The pension industry ended 2024 with 380.14 trillion rupiah (US$27.42 billion) of assets, up from 366 trillion rupiah in 2023, according to new figures published on the website of the Financial Services Authority of Indonesia. The regulator typically posts the data without providing analysis.
Pension funds’ government debt assets, excluding central bank bonds, rose 7.6% year-on-year to 136.68 trillion rupiah. Their central bank bond assets surged to 16.87 trillion rupiah from 28.80 billion rupiah in 2023.
But their equity assets slid almost 11% to 24.84 trillion rupiah, sharper than the benchmark Jakarta Composite Index’s 2.54% drop.

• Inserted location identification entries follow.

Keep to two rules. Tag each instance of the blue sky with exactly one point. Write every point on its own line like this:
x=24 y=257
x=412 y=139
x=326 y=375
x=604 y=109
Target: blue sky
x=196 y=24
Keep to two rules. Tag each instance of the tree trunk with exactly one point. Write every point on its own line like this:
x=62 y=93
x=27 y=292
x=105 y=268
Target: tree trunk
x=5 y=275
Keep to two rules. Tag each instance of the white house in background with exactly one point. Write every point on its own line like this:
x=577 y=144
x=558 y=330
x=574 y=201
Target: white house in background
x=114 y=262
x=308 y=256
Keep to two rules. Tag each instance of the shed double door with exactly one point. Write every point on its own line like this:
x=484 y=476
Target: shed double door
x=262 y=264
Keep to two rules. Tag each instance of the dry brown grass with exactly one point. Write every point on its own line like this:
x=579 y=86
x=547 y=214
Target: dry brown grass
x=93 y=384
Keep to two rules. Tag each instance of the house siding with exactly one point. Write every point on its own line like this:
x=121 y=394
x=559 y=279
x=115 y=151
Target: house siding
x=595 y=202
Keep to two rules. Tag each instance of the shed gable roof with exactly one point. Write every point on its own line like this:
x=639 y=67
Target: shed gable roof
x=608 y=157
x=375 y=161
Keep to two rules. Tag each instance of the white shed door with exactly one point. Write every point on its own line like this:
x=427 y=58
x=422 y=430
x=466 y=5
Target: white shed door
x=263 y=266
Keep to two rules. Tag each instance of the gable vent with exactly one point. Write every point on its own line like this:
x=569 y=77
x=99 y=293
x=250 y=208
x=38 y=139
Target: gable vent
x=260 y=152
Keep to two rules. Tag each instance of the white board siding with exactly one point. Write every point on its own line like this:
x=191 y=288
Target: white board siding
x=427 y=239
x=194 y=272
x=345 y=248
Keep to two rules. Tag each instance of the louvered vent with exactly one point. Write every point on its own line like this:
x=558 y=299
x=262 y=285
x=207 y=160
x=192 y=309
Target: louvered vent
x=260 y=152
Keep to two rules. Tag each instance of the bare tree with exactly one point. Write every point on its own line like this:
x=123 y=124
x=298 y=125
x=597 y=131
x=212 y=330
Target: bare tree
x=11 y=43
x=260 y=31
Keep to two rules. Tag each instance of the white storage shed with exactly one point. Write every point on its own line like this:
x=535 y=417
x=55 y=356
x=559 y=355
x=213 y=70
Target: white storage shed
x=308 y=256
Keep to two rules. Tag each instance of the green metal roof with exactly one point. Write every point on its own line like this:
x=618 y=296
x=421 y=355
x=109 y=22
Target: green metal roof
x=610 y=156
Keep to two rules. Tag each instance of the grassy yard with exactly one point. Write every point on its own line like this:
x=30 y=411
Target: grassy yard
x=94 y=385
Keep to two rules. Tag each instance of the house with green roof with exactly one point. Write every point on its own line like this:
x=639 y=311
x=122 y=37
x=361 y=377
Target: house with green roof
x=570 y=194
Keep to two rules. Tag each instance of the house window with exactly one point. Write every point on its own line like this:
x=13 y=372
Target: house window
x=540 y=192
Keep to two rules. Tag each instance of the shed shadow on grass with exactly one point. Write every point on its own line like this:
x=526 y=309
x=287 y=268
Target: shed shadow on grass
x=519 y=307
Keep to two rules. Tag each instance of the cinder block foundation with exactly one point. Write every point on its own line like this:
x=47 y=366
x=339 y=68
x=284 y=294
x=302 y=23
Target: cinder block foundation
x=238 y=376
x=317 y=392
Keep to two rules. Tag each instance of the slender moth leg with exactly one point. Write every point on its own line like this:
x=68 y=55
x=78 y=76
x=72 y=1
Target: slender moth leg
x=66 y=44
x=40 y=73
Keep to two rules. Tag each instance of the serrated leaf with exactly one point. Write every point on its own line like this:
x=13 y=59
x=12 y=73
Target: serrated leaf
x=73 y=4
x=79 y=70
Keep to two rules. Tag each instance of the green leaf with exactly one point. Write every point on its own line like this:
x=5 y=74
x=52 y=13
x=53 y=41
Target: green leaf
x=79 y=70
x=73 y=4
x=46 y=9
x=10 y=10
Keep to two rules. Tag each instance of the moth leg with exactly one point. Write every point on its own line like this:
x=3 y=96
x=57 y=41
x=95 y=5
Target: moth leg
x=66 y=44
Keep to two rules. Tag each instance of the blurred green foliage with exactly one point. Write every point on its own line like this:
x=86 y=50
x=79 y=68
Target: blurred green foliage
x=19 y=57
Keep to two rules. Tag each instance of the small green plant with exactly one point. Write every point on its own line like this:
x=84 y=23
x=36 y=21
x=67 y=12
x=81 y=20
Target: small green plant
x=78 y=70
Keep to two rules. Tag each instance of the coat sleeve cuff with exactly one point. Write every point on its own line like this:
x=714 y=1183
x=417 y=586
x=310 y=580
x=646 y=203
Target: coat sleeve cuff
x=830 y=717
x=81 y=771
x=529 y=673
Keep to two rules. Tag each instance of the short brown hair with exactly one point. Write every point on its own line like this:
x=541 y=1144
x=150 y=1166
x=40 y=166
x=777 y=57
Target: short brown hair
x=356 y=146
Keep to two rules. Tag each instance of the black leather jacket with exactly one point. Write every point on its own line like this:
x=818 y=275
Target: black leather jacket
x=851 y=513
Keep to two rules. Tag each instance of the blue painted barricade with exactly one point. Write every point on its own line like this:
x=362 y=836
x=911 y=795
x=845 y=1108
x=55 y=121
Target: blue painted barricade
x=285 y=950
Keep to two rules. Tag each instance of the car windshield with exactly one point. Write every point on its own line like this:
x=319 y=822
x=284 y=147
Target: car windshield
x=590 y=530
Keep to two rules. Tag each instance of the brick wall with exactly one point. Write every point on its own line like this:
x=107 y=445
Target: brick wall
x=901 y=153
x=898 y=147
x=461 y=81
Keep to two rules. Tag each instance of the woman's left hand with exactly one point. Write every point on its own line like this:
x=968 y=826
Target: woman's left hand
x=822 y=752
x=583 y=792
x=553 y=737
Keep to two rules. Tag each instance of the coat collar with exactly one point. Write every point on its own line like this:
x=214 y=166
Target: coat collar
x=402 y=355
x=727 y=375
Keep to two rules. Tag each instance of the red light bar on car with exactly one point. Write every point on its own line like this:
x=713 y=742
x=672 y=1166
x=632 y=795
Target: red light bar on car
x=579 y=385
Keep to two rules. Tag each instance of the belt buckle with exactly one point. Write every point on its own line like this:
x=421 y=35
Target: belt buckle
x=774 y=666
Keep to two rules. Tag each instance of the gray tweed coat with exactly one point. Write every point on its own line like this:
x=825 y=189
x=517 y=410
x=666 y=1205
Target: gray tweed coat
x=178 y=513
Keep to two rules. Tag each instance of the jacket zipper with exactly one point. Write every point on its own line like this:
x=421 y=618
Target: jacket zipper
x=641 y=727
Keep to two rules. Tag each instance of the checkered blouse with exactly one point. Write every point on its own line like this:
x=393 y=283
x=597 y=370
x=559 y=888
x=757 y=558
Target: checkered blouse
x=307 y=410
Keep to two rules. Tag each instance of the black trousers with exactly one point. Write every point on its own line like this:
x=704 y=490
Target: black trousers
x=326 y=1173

Pension funds are likely to continue raising exposure to Indonesian government bonds for the high yields, according to a fund manager at an Indonesian asset management firm, who foresees another choppy year for stocks amid US tariff threats on imports.
“We expect the local stock market to continue to be volatile, at least for the first half of this year, as US trade policies will impact local companies directly or indirectly. Hence, foreign outflows are expected to continue this year,” he tells Asia Asset Management, speaking on condition of anonymity.